Während heute der größte Profiteur der fixen Wechselkurse im Euro
System Deutschland ist – also zumindest so lange das System bestehen bleibt –
so war es damals vor allem Sowjetrussland, das mit Hilfe eines zu
hoch angesetzten Relativwerts des sowjetischen Rubel geldwerte
Vorteile im Handel mit den übrigen Ostblockstaaten ziehen konnte.
Während
es heute eine Unterbewertung ist, die Deutschlands Exportwirtschaft
am laufen hält, so war es damals angesichts der in der zentralen
Planwirtschaft notorischen Angebotslücken die Überbewertung, die
dazu führte, dass Russland benötigte Konsumgüter aus den anderen
Teilnehmerländern billiger beziehen konnte, als es in einem
Marktsystem möglich gewesen wäre. Leiden musste darunter vor allem
Bulgarien, dessen Währung um etwa 20% unterbewertet war, während
Polen mit am meisten profitierte. Diese Überbewertung könnte
tatsächlich auch mitverantwortlich gewesen sein für die während der
kommunistischen Herrschaft relativ gute Konsumlage in dem Land.
Sowjetrussland
nutzte den fixen Arbitragevorteil für den Bezug von Rohstoffen und
Fertigprodukten, die dann gegen wertvolle Devisen weiter in
kapitalistische Länder verkauft werden konnten. Dank der
real-existierenden Brürderlichkeit, den russischen Truppen überall
und der Tatsache, dass die Verrechnungsstelle des Transferrubels wie
die meisten anderen wichtigen Institutionen des Weltkommunismus in
Moskau angesiedelt waren, konnte das System lange Zeit aufrecht
erhalten werden.
Moskau
war also in der Lage, seine eigene Inkompetenz zu exportieren und die "Bruderstaaten" mit Defiziten zu belasten. Ironischerweise
entspricht dieses Vorgehen ziemlich genau dem, was Wladimir Lenin den
kapitalistischen Ländern vorwarf, wonach der Kapitalismus nur in der
Heimat Wohlstand erzeugt, während die Armut in die Dritte Welt exportiert
wird. Offenbar ist der Sozialismus noch viel besser darin als sein
Systemkonkurrent.
Trotz der Unterschiede könnten die Gemeinsamkeiten für das gleiche Schicksal ausreichen
Natürlich
gibt es auch einige bedeutende Unterschiede zwischen Euro und
Transferrubel. Neben der oben erwähnten
Über/Unterbewertungskausalität wäre da zu nennen, dass die EZB
nicht in Berlin angesiedelt ist und im EZB Exekutivgremium jeder
einmal mitstimmen darf, sogar die Griechen. Darüber hinaus ist der
Euro eine Währung im klassischen Fiat-Sinn, während der
Transferrubel eine reine Verrechnungseinheit war, die nur zwischen
den großen Konglomeraten, den Regierungen und Zentralbanken eine
Rolle spielte.
Ebenso
unterschiedlich wird heute umgegangen mit dem Ausgleich der Relativwerte und der daraus entstehenden Ungleichgewichte in
dem fixierten System. Während der Ostblock tatsächlich mindestens
einmal die relativen Wechselkurse änderte, so weigert sich die EU
und ihre Machthaber beständig, etwas an der Struktur zu verändern.

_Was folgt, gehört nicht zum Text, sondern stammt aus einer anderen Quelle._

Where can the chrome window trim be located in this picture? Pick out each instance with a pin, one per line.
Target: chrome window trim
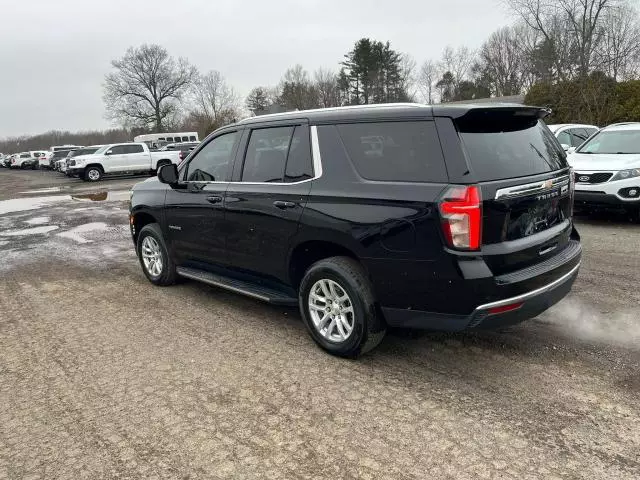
(301, 113)
(316, 160)
(531, 188)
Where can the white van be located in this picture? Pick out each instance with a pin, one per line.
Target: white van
(158, 140)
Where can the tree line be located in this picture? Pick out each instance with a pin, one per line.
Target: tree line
(581, 58)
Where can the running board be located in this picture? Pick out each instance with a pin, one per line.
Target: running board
(238, 286)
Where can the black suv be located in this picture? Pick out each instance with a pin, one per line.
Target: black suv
(444, 217)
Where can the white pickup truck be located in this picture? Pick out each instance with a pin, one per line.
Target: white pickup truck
(119, 159)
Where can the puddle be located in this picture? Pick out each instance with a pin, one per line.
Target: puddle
(75, 234)
(38, 221)
(103, 196)
(30, 231)
(44, 190)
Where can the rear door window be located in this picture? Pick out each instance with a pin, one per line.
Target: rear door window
(299, 163)
(395, 151)
(503, 145)
(267, 154)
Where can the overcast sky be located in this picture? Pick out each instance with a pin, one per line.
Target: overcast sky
(54, 53)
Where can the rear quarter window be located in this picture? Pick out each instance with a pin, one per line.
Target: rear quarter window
(395, 151)
(501, 146)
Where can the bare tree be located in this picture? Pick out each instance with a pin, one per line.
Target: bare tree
(326, 83)
(146, 86)
(407, 80)
(573, 28)
(619, 50)
(214, 99)
(504, 60)
(427, 78)
(458, 62)
(297, 92)
(259, 99)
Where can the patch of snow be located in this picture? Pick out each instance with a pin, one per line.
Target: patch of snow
(75, 234)
(24, 204)
(30, 231)
(38, 220)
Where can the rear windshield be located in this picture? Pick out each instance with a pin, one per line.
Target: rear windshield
(82, 151)
(503, 145)
(395, 151)
(61, 153)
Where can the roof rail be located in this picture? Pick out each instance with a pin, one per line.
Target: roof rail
(621, 123)
(333, 109)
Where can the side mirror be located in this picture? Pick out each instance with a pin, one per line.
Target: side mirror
(168, 174)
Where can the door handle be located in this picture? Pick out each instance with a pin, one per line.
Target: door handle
(283, 205)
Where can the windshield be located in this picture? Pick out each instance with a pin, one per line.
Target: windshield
(101, 150)
(613, 142)
(61, 153)
(82, 151)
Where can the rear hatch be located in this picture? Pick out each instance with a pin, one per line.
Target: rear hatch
(525, 186)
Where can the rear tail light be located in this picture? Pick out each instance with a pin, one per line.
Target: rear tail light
(461, 212)
(572, 189)
(505, 308)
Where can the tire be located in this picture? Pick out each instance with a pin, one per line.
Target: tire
(167, 274)
(92, 174)
(344, 276)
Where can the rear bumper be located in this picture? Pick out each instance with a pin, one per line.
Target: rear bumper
(531, 304)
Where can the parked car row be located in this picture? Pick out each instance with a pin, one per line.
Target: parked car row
(93, 162)
(607, 169)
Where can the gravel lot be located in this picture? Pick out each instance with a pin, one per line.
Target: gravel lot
(103, 375)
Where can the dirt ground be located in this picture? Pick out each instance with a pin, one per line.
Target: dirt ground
(103, 375)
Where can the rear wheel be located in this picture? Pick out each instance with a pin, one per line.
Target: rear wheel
(338, 306)
(92, 174)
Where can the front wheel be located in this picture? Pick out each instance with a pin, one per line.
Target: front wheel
(154, 257)
(92, 174)
(338, 306)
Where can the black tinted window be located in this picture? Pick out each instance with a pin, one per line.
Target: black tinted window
(395, 151)
(60, 154)
(134, 149)
(212, 162)
(267, 154)
(299, 164)
(503, 145)
(118, 150)
(564, 138)
(578, 136)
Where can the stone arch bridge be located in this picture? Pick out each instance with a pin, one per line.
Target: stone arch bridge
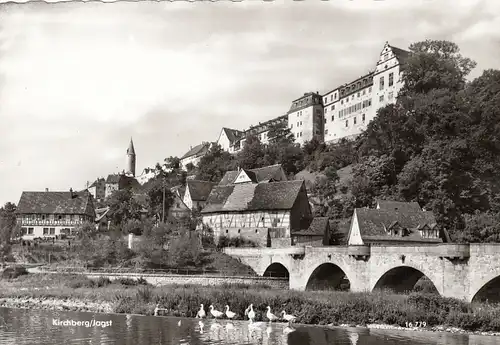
(465, 271)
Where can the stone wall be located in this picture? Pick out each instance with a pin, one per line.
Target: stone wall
(205, 280)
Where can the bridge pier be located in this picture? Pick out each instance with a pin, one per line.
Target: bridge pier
(456, 270)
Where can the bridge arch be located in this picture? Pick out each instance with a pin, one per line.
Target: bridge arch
(402, 278)
(327, 276)
(489, 291)
(277, 270)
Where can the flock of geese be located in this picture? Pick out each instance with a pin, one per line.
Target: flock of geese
(249, 312)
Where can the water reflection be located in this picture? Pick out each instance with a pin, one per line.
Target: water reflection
(37, 327)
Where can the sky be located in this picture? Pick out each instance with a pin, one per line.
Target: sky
(78, 80)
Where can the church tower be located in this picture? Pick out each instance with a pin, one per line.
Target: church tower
(130, 168)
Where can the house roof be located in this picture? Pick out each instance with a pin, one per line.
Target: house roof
(374, 222)
(389, 205)
(318, 227)
(253, 197)
(199, 190)
(264, 174)
(56, 203)
(232, 134)
(197, 150)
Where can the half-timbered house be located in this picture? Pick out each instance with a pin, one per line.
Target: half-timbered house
(265, 213)
(51, 214)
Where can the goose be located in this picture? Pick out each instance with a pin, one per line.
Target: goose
(229, 314)
(250, 313)
(290, 318)
(215, 313)
(201, 313)
(270, 315)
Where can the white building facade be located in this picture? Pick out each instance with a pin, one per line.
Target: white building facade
(349, 108)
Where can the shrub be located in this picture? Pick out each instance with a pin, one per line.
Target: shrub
(13, 272)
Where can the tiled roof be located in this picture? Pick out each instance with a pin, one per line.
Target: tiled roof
(199, 190)
(197, 150)
(263, 174)
(232, 134)
(401, 54)
(56, 203)
(388, 205)
(374, 222)
(253, 197)
(318, 227)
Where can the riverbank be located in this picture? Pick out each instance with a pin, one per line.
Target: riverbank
(326, 308)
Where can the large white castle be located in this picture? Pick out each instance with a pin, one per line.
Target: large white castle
(343, 112)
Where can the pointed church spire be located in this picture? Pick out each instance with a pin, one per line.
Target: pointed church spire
(130, 150)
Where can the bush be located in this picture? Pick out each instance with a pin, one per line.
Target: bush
(13, 272)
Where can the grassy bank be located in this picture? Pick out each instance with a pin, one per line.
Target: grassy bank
(317, 308)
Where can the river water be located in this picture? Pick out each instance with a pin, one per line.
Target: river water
(22, 327)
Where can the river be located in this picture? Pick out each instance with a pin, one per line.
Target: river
(23, 327)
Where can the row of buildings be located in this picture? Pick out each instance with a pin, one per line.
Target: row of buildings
(260, 205)
(342, 112)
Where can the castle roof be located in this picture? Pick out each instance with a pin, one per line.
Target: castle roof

Im Gegenzug wird heute nach Bedarf Geld nachgedruckt, es werden
Sicherheiten in Billionenhöhe gegeben und auch Zinsen erlassen. Das
gab es nicht mit dem Transferrubel. Lediglich dem Anreiz, „schlechte
Qualität gegen Transferrubel zu exportieren“ wurde nachgekommen,
wenn man Wikipedia glaubt.
Der
Tranferrubel könnte daher insgesamt
eher mit dem Target2 System
verglichen werden. Auch dieses existiert nur in den Köpfen der
Entscheidungsträger und in den Büchern der Euro-Zentralbanken.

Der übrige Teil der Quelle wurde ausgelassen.